REACH-2 (N = 292) expanded on this subgroup finding by enrolling only patients with a baseline AFP ≥400 ng/mL, randomizing them in a 2:1 ratio to ramucirumab (n = 197) or placebo (n = 95).

The median OS was 8.5 months in the ramucirumab arm versus 7.3 months in the placebo arm, and the difference was significant (HR, 0.710; 95% CI, 0.531-0.949; P = .0199).

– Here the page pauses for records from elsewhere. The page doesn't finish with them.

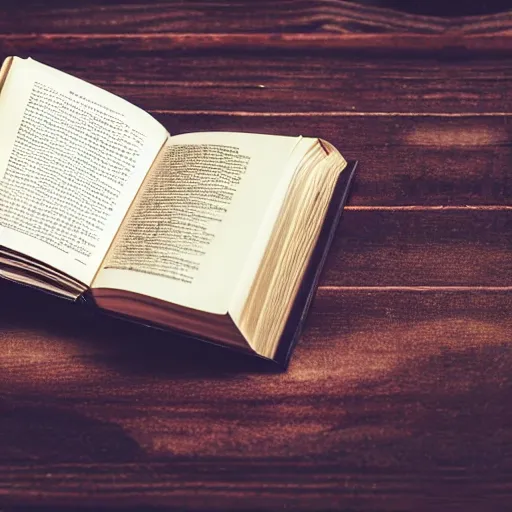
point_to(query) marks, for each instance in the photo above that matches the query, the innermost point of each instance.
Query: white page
(72, 157)
(210, 286)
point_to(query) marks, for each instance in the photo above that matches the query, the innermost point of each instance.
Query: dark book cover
(307, 291)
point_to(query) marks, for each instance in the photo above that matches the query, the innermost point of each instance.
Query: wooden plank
(390, 395)
(405, 160)
(257, 75)
(264, 16)
(422, 248)
(200, 16)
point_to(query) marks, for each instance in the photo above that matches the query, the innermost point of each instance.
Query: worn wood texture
(241, 16)
(397, 397)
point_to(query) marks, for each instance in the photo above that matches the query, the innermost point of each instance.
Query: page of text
(72, 157)
(188, 233)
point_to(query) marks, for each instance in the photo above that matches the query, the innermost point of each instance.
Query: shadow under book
(218, 235)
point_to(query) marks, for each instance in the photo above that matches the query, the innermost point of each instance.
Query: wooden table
(399, 394)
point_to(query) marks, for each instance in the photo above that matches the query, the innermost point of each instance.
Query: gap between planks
(475, 288)
(340, 113)
(425, 208)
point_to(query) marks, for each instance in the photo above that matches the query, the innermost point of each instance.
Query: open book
(212, 234)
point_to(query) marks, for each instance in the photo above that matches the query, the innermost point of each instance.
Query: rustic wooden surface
(398, 395)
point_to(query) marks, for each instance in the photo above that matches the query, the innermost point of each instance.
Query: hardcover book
(218, 235)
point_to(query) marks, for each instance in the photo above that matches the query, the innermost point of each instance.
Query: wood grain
(251, 74)
(201, 16)
(422, 248)
(397, 396)
(391, 396)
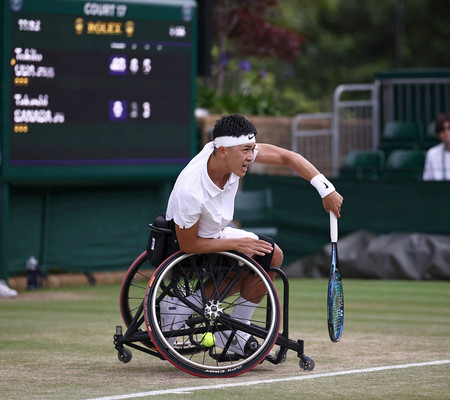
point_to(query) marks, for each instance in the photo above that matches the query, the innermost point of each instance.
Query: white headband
(230, 141)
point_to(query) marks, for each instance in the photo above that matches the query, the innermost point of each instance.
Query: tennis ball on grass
(208, 339)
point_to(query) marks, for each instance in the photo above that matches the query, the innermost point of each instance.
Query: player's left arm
(274, 155)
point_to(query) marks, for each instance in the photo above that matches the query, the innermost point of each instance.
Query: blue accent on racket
(335, 298)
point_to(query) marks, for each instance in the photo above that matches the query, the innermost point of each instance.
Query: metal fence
(351, 125)
(360, 112)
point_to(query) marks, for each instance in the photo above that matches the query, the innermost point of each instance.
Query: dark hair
(441, 118)
(233, 125)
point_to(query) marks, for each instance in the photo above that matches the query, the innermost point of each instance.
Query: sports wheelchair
(145, 293)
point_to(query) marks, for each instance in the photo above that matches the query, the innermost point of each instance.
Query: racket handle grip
(333, 227)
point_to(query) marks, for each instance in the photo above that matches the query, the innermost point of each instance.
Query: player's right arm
(190, 242)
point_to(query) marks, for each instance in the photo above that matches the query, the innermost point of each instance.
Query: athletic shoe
(242, 343)
(6, 291)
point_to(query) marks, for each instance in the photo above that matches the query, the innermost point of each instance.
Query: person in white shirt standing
(202, 206)
(437, 161)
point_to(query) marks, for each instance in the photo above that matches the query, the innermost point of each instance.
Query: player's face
(240, 157)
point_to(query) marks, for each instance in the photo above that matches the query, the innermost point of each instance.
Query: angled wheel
(132, 292)
(191, 294)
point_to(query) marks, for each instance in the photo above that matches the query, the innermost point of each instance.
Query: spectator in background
(437, 162)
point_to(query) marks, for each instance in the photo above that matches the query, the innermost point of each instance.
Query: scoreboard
(97, 91)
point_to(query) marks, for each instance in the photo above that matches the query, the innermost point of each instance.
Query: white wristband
(322, 185)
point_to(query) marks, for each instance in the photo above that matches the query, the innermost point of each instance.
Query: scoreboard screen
(97, 90)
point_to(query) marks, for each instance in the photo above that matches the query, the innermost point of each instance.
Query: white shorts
(232, 233)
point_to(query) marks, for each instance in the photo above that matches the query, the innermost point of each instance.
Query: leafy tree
(320, 44)
(245, 37)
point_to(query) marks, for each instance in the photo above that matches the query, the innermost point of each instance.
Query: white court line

This advantage to ramucirumab occurred despite baseline imbalances in favor of the placebo group: the median baseline AFP level was 3920 ng/mL in the ramucirumab group and 2741 ng/mL in the placebo group.

No patients with BCLC stage B disease had macrovascular invasion or extrahepatic spread. I stage C, about 40% had macrovascular invasion and 79% (ramucirumab arm) and 84% (placebo arm) had extrahepatic spread. Fifty percent (placebo arm) and 73% (ramucirumab arm) of patients with BCLC stage B HCC had prior TACE compared with 55% overall in patients with stage C HCC.

Median baseline AFP level in stage B patients was 1817 ng/mL in the ramucirumab arm and 2958 ng/mL in the placebo arm. In stage C patients, median baseline AFP levels were 4472 and 4375 ng/mL in the 2 arms, respectively.

On multivariate analysis, along with baseline AFP, baseline BCLC staging emerged as an independent prognostic factor for the OS difference between ramucirumab and placebo.